Vinicius Henrique se diferencia dos demais praticantes por estudar alemão e praticar italiano, francês e espanhol e ainda estar no ensino médio. Seus amigos brincam que ele sabe “todos” os idiomas, menos o inglês. “O interesse surgiu quando eu tinha uns 8 anos de idade ao ouvir minha irmã falando inglês. Só que eu nunca aprendi inglês, né? Na verdade, eu me interessei por outros idiomas”, relata.
Ele frequenta o Clube Poliglota há aproximadamente três anos, com algumas pausas. Sua aspiração no momento é se tornar host e está se preparando para assumir a responsabilidade de organização e recepção nos encontros em Samambaia. Para Vinicius, o fato do clube promover interações presenciais e a oportunidade de conhecer e conversar com pessoas novas é tão bom quanto o próprio estudo de línguas. “Em desempenhar outros idiomas, você cria a sua estabilidade social e assim forma um círculo de amizade”, conclui.
Idiomas e trabalho
Além da questão cultural e global, o estudo linguístico apresenta maiores oportunidades no mercado de trabalho, como levantado por muitos dos entrevistados. Para Vítor Carvalho, o conhecimento em idiomas abriu portas em áreas que não seriam acessíveis de outras formas. “Pude conhecer e trabalhar com pessoas que normalmente eu não teria contato, e que expandiram muito a minha visão de mundo”, relata.

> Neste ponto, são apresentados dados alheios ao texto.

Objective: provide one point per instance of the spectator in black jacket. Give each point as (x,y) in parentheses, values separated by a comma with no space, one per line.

João também relata como o domínio de outra língua o permitiu trabalhar como professor por mais de dez anos. Até Vinicius conta como saber espanhol o auxiliou na escola, que é hispano-brasileira, ao conseguir compreender e interagir com professores estrangeiros.
Luciana Santos afirma que o inglês ainda é a língua mais forte em áreas como tecnologia da informação, diplomacia e economia, com muitas empresas exigindo ao menos um conhecimento básico do idioma. Entretanto, é possível ver o crescimento do interesse global em outros idiomas. “Acho que é uma pressão importante que está acontecendo agora, que as pessoas estão buscando mais essas línguas asiáticas, não só por causa de fatores econômicos, mas também por fatores culturais”, afirma.

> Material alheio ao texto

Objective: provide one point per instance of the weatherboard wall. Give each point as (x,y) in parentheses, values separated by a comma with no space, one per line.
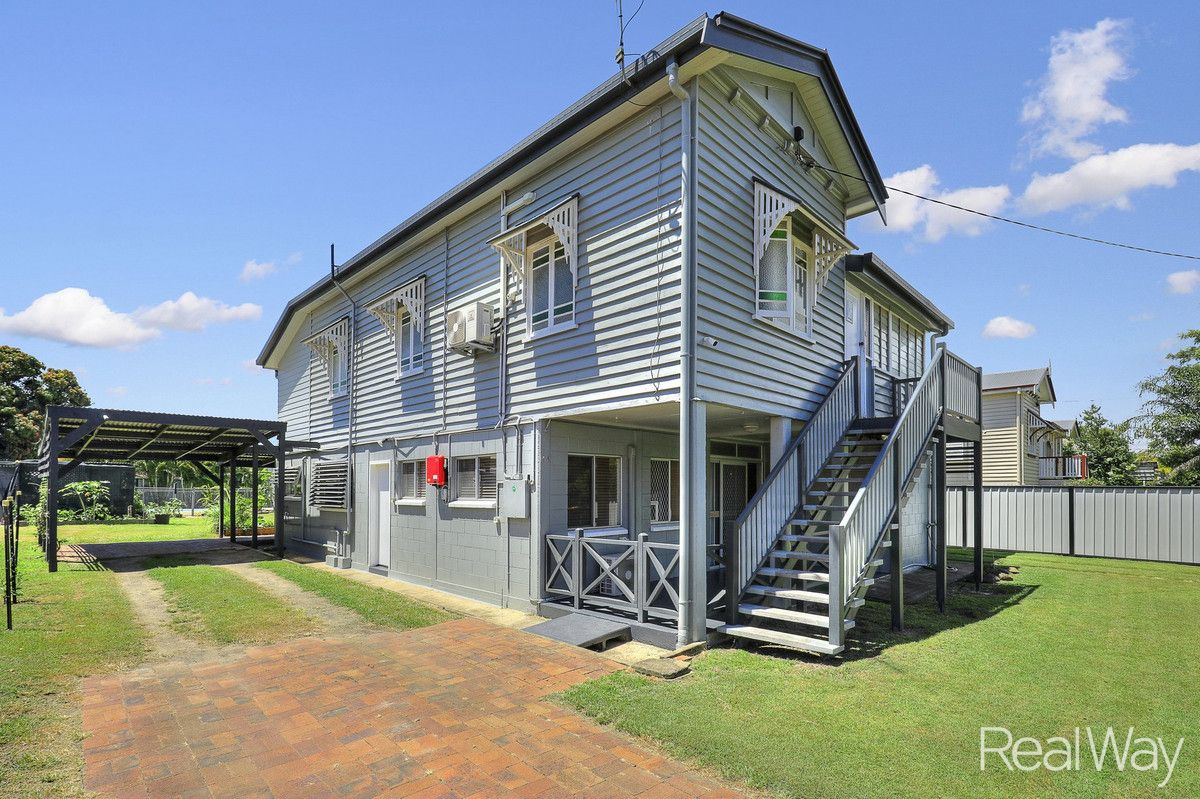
(624,348)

A popularização da cultura asiática, como K-pop e anime, tem influenciado a busca pelo aprendizado de línguas não-ocidentais. Luciana levanta o ponto de que cada vez mais pessoas estão “procurando aprender a falar coreano, porque querem viajar, ou então aprender japonês porque querem explorar a cultura japonesa, tanto pelo anime como pelo mangá.” Esses fatores trazem mais atenção para o estudo do japonês, do coreano e até mesmo do mandarim, ampliando o campo das línguas estrangeiras no Brasil.
Serviços
Clube Poliglota
Os encontros têm atmosfera descontraída, com separação de línguas por mesa, identificadas por pequenas bandeiras que representam os países dos idiomas praticados. Lá é possível escutar inglês, espanhol, francês, russo, japonês e até mesmo estrangeiros praticando português. O cronograma é fixo: segunda é no JK Shopping, de 19h30 às 21h30; na terça, no Águas Claras Shopping das 19h30 às 22h; quarta, a cada 15 dias, acontece na Asa Norte, no Plaza Norte Shopping, de 19h30 às 23h; quinta, também quinzenal, é na Padaria Pães e Vinhos do Sudoeste, das 19h30 às 22h30; sexta é no Don Durica da Asa Sul, de 19h às 22h30; e, por fim, sábado, em Águas Claras, na Padaria e Confeitaria Potiguar, de 15h às 18h30.